Sunday 23 March 2014

You cannot have me

"You are a bad cook", "You hair looks better dark", "I do not like your fringe", "You are not very creative", "you are overweight"..... the "constructive" criticism from those close to you, and sometimes those that are not even close can be very damaging. After 30 years of listening how I should be doing things, what I am doing wrong, what I am good at, what I am not good at----- I have created a full body mask of Tamsyn. A fake face, a person that will appease everyone and fall into the box they want me to.

Somehow I got convinced that I was a crazy cat lady.. and that loving my kittens so passionately was crazy. I also got convinced that having kids would be a nightmare- that I did not want kids.

I have wanted to be a mother since I was a little girl- I was born to be a mother- How could I lie to myself about this? And yes I also was convinced that a wedding is silly- who needs a big white dress and a beautiful day dedicated to them. Who needs a special day to celebrate their love.

Me. Me the "crazy cat lady".

And so, after a "aha" moment I have decided to cut out the noise from those around me. To listen to feedback with an open heart but to NEVER let it define me. To make my own decisions.

"Yellow is not your colour". I was told this for years so I never even looked at any item of clothing remotely yellow.. well you know what.. I actually think yellow thinks amazing on me and I shall wear it with flare. "You are not a very good cook". Really? I lived with a beautiful friend of mine for a year and I was the house chef- they raved about my cooking. Why now have a developed an immense fear of even cutting cucumber in the kitchen. The word kitchen fills me with anxiety. But actually, I am a good cook- And I will cook.

I feel deeply disappointed in myself that I have let so many people's ideas about who I am, actually define me. What do they really know about me? About my abilities and strengths.

So from today, I make a vow to myself, to be true to me. I started off the day cutting my fringe (yes with a kitchen scissors and a little skew but looks good if you ask me.. I feel happy).

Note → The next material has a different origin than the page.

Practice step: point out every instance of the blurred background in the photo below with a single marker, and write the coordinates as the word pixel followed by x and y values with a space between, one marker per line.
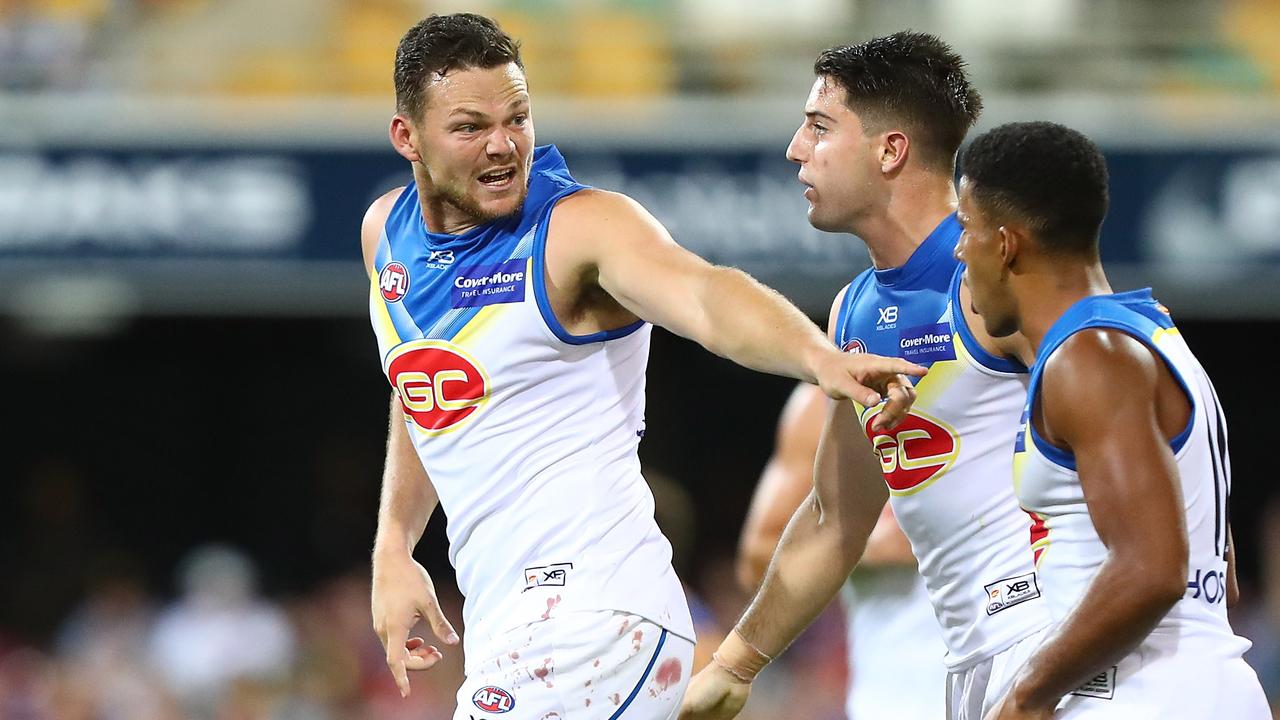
pixel 192 409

People spend so much time trying to morph those they love into what they want. How silly is that? Why would you be with someone, or be friends with someone- if you just wanted to create your own image of them. Love them for exactly as they are, or don't love them.. but never try to transform a person into what you want.

I am freaking fabulously amazing and I choose to embrace that. I love my crystals, I love my incense (and do not tell me to not light it), I love painting my nails a different colour every day, I love wearing things that are fashionable but have my own flare to them, I love rain, I love fancy hotels (I do not want to rough it, I do not want to stay in 3 star places), I love nice things. I do believe when people come for dinner there should be flowers on the table and a beautiful laid out table. I think that people should take pride in what they look like (not to the point that it consumes them)- but to the point that you show respect of the body that Gd has blessed you with. Let it be beautiful. Yes, I am chubby sexy but I think its gorgeous- and yes I would love to shed those extra 10 kilos.. and yes I will.. but I will do it when I am ready. Do not tell me what to eat, or that I need to do exercise. Maybe spend more time judging yourself then me and everyone else. Look at you, not me. And I love animals with a passion- I believe they have deep souls and I believe that my kittens are connected to my heart. I can see auras, I can sense energy, I have a strong intuition and I believe in magic.

I choose to live in my world. In my world I  never see ugly people, I do not jump to conclusions and judge people. I open my heart to everyone, and yes many times I get hurt. And yes sometimes my judgement is not amazing.. but its my world and I would far rather be like that then in a world where I only see bad in everyone else. Dont judge, love.

Embrace yourself. never let anyone else tell you who you should be. I did, and I almost lost myself. But I am back, and here to stay.